Halcyon researchers have recently released a report shedding light on the command-and-control providers that ransomware gangs rely on. Their investigation points to Cloudzy, a virtual private server (VPS) provider, as a common service used to support ransomware attacks and other cybercriminal activities. Although Cloudzy is incorporated in the United States, specifically in the state of Wyoming, the researchers suspect that the company operates from Tehran, Iran, potentially violating U.S. sanctions.

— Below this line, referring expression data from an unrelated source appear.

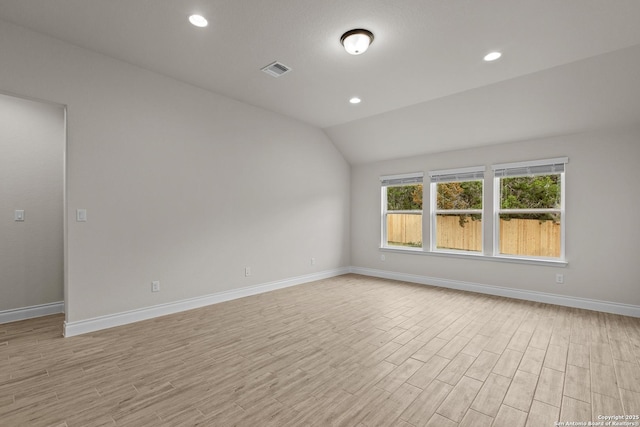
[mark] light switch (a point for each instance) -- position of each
(81, 215)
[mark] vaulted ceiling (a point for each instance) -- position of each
(567, 66)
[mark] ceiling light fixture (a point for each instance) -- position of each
(198, 21)
(492, 56)
(356, 41)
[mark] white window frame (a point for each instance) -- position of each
(475, 173)
(398, 181)
(528, 168)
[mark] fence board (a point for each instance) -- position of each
(517, 236)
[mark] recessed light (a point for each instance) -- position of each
(492, 56)
(198, 21)
(356, 42)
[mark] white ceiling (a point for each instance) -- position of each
(568, 65)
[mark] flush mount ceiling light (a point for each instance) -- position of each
(198, 21)
(356, 41)
(492, 56)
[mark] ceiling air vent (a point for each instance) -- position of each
(276, 69)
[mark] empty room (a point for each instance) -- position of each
(319, 213)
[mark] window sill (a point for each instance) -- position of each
(480, 257)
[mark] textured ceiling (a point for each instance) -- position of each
(568, 65)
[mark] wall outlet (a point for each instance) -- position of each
(81, 215)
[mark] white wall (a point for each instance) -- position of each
(181, 185)
(602, 206)
(31, 179)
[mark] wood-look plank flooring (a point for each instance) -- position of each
(346, 351)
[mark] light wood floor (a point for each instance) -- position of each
(348, 351)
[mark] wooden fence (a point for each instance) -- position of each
(517, 236)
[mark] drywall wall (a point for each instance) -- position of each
(181, 185)
(31, 179)
(602, 205)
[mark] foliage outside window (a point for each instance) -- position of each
(402, 211)
(456, 210)
(529, 209)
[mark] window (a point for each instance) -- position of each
(529, 209)
(456, 209)
(402, 210)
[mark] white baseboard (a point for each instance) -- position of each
(23, 313)
(588, 304)
(118, 319)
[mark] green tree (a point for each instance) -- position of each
(404, 198)
(531, 192)
(460, 195)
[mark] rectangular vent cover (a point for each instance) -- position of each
(276, 69)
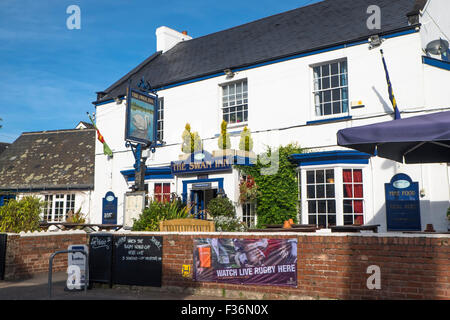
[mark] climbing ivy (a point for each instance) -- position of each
(278, 187)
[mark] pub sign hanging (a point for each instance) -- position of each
(141, 117)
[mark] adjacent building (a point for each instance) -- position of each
(298, 76)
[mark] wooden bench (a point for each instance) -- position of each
(187, 225)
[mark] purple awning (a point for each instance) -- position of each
(419, 139)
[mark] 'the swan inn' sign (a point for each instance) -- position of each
(201, 162)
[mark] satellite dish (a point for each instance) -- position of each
(437, 47)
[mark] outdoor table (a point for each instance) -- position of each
(355, 228)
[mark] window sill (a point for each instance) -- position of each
(326, 120)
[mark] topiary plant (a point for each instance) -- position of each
(191, 141)
(246, 142)
(224, 138)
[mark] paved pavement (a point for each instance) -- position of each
(36, 288)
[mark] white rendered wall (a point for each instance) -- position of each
(280, 105)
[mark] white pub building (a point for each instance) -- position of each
(295, 77)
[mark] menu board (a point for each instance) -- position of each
(100, 257)
(137, 260)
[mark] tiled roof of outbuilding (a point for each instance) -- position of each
(321, 25)
(62, 159)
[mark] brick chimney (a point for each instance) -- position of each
(167, 38)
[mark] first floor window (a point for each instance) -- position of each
(162, 192)
(57, 207)
(331, 88)
(249, 214)
(235, 102)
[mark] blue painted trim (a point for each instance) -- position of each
(257, 65)
(330, 157)
(185, 183)
(150, 174)
(329, 120)
(436, 63)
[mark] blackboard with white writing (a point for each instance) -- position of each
(3, 237)
(100, 257)
(137, 260)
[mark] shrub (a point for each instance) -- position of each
(224, 223)
(246, 142)
(277, 196)
(224, 138)
(221, 207)
(224, 215)
(21, 215)
(191, 141)
(159, 211)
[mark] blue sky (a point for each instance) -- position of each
(49, 74)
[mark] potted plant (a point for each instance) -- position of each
(246, 145)
(191, 142)
(224, 143)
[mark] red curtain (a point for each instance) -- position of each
(347, 177)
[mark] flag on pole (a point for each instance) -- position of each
(106, 149)
(391, 92)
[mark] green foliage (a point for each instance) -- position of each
(21, 215)
(76, 217)
(191, 141)
(224, 138)
(278, 191)
(159, 211)
(246, 142)
(221, 207)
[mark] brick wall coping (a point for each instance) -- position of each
(296, 234)
(47, 233)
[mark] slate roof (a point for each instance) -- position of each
(320, 25)
(49, 160)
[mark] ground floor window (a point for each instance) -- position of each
(57, 207)
(249, 214)
(333, 196)
(162, 192)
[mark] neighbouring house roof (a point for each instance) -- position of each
(321, 25)
(4, 146)
(49, 160)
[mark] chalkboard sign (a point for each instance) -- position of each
(100, 257)
(137, 260)
(109, 210)
(402, 204)
(3, 237)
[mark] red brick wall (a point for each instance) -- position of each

The report emphasizes the broad range of threat actors that leverage Cloudzy’s services. According to Halcyon, these actors include advanced persistent threat (APT) groups associated with various governments, such as China, Iran, North Korea, Russia, India, Pakistan, and Vietnam. In addition, the report highlights the involvement of criminal syndicates, ransomware affiliates, and even a sanctioned Israeli spyware vendor known for targeting civilians. The researchers stress that the campaigns orchestrated by these actors have attracted global attention.
What differentiates Cloudzy from bulletproof hosting providers is its lack of commitment to privacy. Bulletproof hosting providers, for the most part, claim to prioritize privacy. In contrast, Cloudzy attempts to hide its connections while pretending to be a legitimate company. Furthermore, Cloudzy appears to dismiss complaints of abuse, a behavior that is highly unlikely for a lawful entity.
There is a striking similarity between the activities carried out by criminal organizations and state-sponsored groups. These actors often employ comparable tools, tactics, and techniques. Rosa Smothers, a former CIA Cyber Threat Analyst and the current SVP of Cyber Operations at KnowBe4, likened the situation to the SolarWinds attack on U.S. federal and private sector infrastructure. Smothers noted that the attack, commonly referred to as “Sunburst,” was attributed to Russia and involved the use of Amazon Web Services (AWS) as a command-and-control provider (C2P). In both instances, it is unrealistic to expect the provider to monitor the activities of threat actors due to privacy agreements with customers and the use of encryption.
The modern hosting provider for the dark web, as described by Tom Kellermann, SVP of Cyber Strategy at Contrast Security, resembles Cloudzy. Kellermann acknowledges that the dark web is home to various actors, not all of whom are classified as pure cybercriminals. He emphasizes that the dark web operates at a scale comparable to that of Silicon Valley, with cybercrime cartels managing the infrastructure that enables its existence. Kellermann expresses hope that the FBI will disrupt and dismantle Cloudzy, describing it as a nefarious hosting provider.
The findings of Halcyon’s report shed light on the significant role command-and-control providers play in supporting ransomware attacks and other illicit online activities. Given the range of actors leveraging Cloudzy’s services, it is imperative for law enforcement agencies to take action to mitigate these threats to cybersecurity.